Another criticism of Biden from the left is that he needs to be more forceful in fighting climate change, but that is challenging in light of the U.S. Supreme Court’s late June ruling, 6-3, in West Virginia v. EPA — which limits the Environment Protection Agency’s ability to regulate power plans. With the ruling, the High Court isn’t fighting climate change, but promoting it.
One thing Biden has accomplished that former President Donald Trump never accomplished during his four years in the White House is a major border agreement with Mexico.
Mexican President Andrés Manuel López Obrador has agreed to spend $1.5 billion over the next two years on border control technology.
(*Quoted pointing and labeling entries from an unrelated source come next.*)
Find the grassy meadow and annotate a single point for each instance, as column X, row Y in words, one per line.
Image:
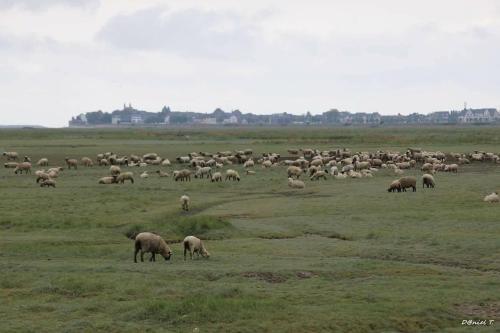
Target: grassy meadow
column 338, row 256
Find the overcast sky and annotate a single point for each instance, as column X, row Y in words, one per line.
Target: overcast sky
column 59, row 58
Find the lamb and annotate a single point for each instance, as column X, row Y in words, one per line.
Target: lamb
column 232, row 175
column 115, row 170
column 162, row 174
column 294, row 171
column 295, row 183
column 428, row 180
column 182, row 175
column 10, row 165
column 71, row 162
column 493, row 197
column 122, row 177
column 43, row 162
column 395, row 186
column 48, row 183
column 201, row 172
column 24, row 166
column 407, row 182
column 11, row 155
column 319, row 174
column 153, row 243
column 216, row 177
column 185, row 201
column 86, row 161
column 194, row 245
column 108, row 180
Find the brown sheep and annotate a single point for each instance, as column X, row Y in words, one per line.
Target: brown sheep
column 153, row 243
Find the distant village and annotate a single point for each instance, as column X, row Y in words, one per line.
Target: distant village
column 130, row 116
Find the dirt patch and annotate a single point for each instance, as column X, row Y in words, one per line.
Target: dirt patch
column 265, row 276
column 483, row 310
column 305, row 275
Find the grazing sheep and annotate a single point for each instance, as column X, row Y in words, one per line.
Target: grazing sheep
column 10, row 165
column 48, row 183
column 11, row 155
column 216, row 177
column 493, row 197
column 407, row 182
column 194, row 245
column 202, row 171
column 108, row 180
column 71, row 162
column 319, row 174
column 428, row 181
column 395, row 186
column 162, row 174
column 43, row 162
column 24, row 166
column 153, row 243
column 295, row 183
column 115, row 170
column 182, row 175
column 185, row 201
column 294, row 171
column 122, row 177
column 87, row 162
column 232, row 175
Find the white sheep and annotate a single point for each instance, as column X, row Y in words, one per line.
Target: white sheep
column 295, row 183
column 185, row 201
column 194, row 245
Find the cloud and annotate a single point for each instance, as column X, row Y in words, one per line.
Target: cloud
column 191, row 33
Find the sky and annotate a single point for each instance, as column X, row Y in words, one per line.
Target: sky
column 60, row 58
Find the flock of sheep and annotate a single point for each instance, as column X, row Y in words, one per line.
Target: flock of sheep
column 311, row 164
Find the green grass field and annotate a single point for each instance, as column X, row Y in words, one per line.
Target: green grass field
column 338, row 256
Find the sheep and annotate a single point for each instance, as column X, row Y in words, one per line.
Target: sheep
column 11, row 155
column 319, row 174
column 395, row 186
column 407, row 182
column 48, row 183
column 10, row 165
column 162, row 174
column 451, row 168
column 493, row 197
column 294, row 171
column 185, row 201
column 201, row 172
column 71, row 162
column 194, row 245
column 24, row 166
column 232, row 175
column 43, row 162
column 249, row 164
column 122, row 177
column 216, row 177
column 428, row 180
column 295, row 183
column 182, row 175
column 153, row 243
column 114, row 170
column 108, row 180
column 86, row 161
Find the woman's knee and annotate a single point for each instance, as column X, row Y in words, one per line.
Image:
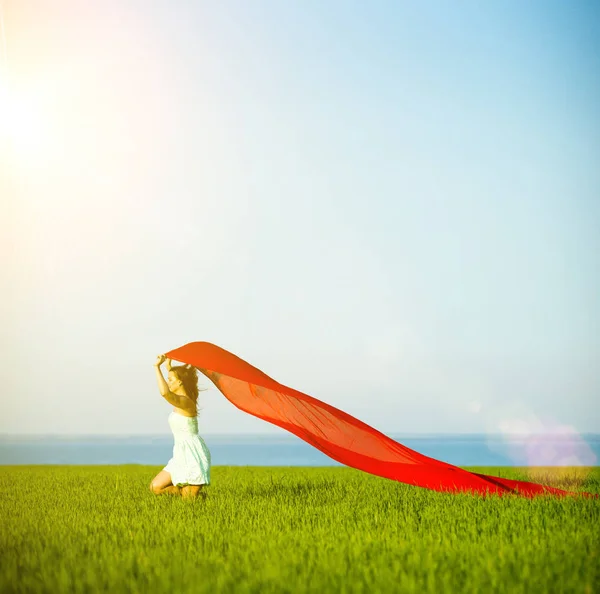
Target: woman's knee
column 190, row 491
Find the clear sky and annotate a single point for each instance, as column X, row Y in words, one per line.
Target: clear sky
column 391, row 206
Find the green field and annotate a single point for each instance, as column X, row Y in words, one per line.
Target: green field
column 99, row 529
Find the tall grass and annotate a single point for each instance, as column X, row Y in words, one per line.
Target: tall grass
column 99, row 529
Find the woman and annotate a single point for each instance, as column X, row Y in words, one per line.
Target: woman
column 189, row 468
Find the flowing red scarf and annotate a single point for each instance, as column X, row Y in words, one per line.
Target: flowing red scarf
column 336, row 433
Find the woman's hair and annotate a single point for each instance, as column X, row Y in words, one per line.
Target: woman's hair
column 189, row 378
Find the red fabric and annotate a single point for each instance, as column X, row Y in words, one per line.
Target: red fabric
column 334, row 432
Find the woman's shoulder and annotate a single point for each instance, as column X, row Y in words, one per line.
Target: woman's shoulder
column 185, row 412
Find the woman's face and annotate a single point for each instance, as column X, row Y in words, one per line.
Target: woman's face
column 173, row 381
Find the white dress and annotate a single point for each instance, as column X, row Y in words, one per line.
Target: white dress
column 190, row 464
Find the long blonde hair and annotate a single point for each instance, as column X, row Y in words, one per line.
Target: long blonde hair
column 188, row 376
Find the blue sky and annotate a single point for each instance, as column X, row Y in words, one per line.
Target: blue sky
column 391, row 207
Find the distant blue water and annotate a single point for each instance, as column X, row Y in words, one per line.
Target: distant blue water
column 257, row 450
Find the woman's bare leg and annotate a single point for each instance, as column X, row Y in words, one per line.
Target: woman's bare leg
column 161, row 484
column 191, row 491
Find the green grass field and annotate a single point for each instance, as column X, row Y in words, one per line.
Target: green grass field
column 99, row 529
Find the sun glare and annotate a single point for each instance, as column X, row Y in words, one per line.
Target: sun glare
column 21, row 124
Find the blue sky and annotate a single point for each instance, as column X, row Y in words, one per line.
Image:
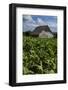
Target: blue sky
column 30, row 22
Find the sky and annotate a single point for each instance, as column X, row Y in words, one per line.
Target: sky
column 30, row 22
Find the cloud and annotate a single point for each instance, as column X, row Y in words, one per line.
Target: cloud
column 28, row 18
column 30, row 23
column 40, row 22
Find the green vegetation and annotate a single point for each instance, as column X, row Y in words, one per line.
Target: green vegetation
column 39, row 55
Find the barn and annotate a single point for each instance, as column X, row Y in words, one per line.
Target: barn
column 42, row 31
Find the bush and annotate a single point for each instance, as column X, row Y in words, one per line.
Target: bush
column 40, row 55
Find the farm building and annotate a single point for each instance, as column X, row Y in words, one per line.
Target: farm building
column 42, row 31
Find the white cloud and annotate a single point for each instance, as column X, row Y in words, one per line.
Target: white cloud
column 40, row 22
column 28, row 18
column 30, row 24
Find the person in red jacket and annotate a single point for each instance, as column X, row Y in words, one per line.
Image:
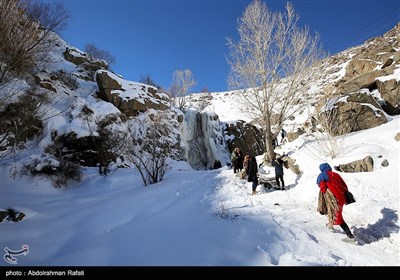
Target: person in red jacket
column 329, row 180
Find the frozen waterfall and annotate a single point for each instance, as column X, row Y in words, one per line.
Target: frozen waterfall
column 203, row 138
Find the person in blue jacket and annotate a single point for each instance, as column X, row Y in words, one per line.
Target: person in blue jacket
column 253, row 173
column 278, row 164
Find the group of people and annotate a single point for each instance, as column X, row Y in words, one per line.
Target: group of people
column 332, row 186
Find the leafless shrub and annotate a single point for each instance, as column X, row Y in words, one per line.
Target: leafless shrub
column 60, row 172
column 25, row 34
column 96, row 53
column 66, row 78
column 151, row 146
column 182, row 82
column 271, row 65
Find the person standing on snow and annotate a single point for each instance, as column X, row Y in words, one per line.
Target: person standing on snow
column 253, row 174
column 278, row 164
column 333, row 190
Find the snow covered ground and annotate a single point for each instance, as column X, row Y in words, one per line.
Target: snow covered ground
column 209, row 218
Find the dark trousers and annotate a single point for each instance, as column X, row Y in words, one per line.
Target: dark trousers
column 254, row 186
column 280, row 177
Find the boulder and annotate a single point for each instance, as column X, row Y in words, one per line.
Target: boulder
column 245, row 136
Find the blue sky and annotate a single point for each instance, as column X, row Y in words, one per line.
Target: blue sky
column 158, row 37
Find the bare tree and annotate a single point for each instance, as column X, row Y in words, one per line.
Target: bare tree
column 204, row 98
column 25, row 34
column 182, row 82
column 97, row 53
column 270, row 65
column 148, row 80
column 151, row 146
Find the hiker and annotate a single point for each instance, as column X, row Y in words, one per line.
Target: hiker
column 237, row 160
column 274, row 143
column 332, row 196
column 253, row 174
column 217, row 164
column 283, row 135
column 278, row 164
column 243, row 174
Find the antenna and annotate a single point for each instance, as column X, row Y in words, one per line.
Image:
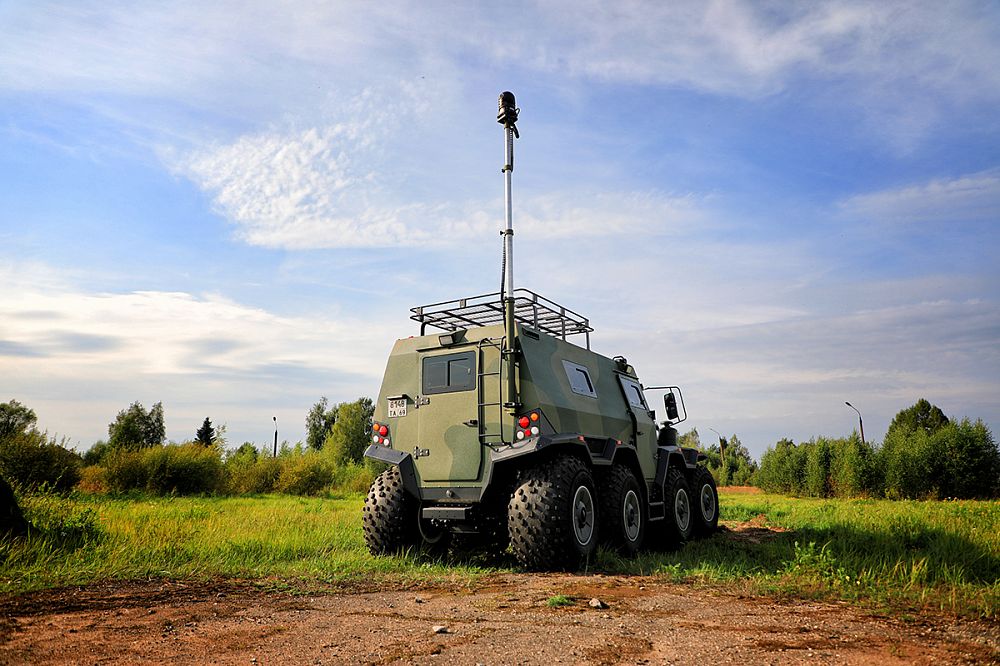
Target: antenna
column 507, row 115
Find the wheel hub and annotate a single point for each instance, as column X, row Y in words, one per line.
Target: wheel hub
column 631, row 515
column 583, row 515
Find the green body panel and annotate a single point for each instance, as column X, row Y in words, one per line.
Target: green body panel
column 450, row 434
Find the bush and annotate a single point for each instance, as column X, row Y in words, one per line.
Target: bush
column 93, row 479
column 31, row 459
column 355, row 478
column 249, row 473
column 958, row 460
column 304, row 474
column 348, row 436
column 173, row 469
column 65, row 524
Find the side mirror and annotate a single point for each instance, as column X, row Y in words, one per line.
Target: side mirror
column 673, row 402
column 670, row 403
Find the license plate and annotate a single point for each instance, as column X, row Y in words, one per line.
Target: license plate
column 397, row 407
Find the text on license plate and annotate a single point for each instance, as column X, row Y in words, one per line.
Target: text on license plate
column 397, row 407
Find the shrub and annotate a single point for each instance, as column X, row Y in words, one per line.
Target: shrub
column 176, row 468
column 817, row 470
column 183, row 469
column 348, row 436
column 355, row 478
column 31, row 459
column 304, row 474
column 249, row 473
column 93, row 479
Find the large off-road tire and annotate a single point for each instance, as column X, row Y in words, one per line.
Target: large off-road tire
column 552, row 517
column 390, row 516
column 679, row 519
column 622, row 510
column 706, row 503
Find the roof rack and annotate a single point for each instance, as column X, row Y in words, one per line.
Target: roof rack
column 529, row 308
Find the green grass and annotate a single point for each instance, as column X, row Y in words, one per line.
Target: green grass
column 898, row 556
column 894, row 555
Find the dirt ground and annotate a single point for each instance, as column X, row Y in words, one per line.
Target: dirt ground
column 503, row 620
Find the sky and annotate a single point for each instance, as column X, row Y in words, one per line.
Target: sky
column 230, row 207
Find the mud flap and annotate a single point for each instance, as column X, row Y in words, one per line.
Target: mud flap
column 402, row 460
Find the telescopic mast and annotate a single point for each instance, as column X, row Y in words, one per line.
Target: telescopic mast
column 507, row 116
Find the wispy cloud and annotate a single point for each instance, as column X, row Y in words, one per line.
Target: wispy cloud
column 945, row 200
column 331, row 186
column 906, row 66
column 197, row 353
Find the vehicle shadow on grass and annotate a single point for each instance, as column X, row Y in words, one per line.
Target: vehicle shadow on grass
column 904, row 552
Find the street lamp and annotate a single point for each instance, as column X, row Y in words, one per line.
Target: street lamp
column 861, row 425
column 722, row 445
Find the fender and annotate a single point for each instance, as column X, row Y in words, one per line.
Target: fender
column 402, row 460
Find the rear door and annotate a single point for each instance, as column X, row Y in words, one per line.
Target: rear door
column 448, row 434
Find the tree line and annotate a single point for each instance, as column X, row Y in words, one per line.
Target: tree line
column 137, row 457
column 924, row 455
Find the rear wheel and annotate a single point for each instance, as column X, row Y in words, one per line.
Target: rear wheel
column 390, row 516
column 623, row 519
column 552, row 515
column 706, row 503
column 679, row 521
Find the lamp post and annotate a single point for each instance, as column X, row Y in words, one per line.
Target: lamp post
column 722, row 445
column 861, row 425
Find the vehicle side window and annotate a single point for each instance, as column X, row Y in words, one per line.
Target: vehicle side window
column 579, row 379
column 449, row 373
column 633, row 391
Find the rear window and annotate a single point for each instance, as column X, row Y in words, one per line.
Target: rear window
column 579, row 379
column 633, row 391
column 452, row 372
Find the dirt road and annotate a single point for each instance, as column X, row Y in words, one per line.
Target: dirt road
column 504, row 620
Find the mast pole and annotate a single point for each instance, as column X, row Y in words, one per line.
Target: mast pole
column 507, row 116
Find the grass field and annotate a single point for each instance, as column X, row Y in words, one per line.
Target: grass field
column 899, row 556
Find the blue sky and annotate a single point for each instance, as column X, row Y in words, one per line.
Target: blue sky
column 230, row 209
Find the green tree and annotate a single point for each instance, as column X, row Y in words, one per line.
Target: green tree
column 348, row 437
column 31, row 457
column 135, row 428
column 206, row 433
column 15, row 419
column 319, row 422
column 921, row 416
column 738, row 466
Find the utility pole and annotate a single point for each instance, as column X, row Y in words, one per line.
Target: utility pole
column 722, row 445
column 861, row 425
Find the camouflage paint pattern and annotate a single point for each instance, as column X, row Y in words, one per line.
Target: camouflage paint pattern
column 443, row 431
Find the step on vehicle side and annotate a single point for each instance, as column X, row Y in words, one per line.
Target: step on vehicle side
column 495, row 424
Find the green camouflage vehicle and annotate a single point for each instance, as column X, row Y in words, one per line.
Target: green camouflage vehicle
column 496, row 425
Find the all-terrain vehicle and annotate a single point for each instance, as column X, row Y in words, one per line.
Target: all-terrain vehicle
column 498, row 426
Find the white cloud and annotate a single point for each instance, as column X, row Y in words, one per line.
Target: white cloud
column 331, row 186
column 78, row 357
column 906, row 66
column 946, row 200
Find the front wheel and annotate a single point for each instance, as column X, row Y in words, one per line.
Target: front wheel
column 552, row 515
column 390, row 516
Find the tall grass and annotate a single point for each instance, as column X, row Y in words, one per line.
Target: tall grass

Contrary to the claims of far-right MAGA Republicans, the Biden Administration isn’t for “open borders.”
In a Twitter thread posted on July 18, conservative Never Trump journalist David Frum posted, “Given his party's weak performance down-ballot in 2020, Biden over-performed on delivering a Democratic agenda. Arguably, indeed, he delivered more than was wise from his own personal point of view. If he'd delivered less for his party, he might be polling better for himself.”
Lorenzen wraps up his July 18 article with a message for pundits: Critique Biden’s record, but leave his age out of it.
“Biden is old, but that isn’t the problem,” Lorenzen argues. “Rather than succumb to lazy generalizations, we should question the barriers we construct — for the old and the young — to get involved in politics. Instead of critiquing politicians for their age, we should be having a conversation on how we can build a political system where every generation is included and age really is just a number.”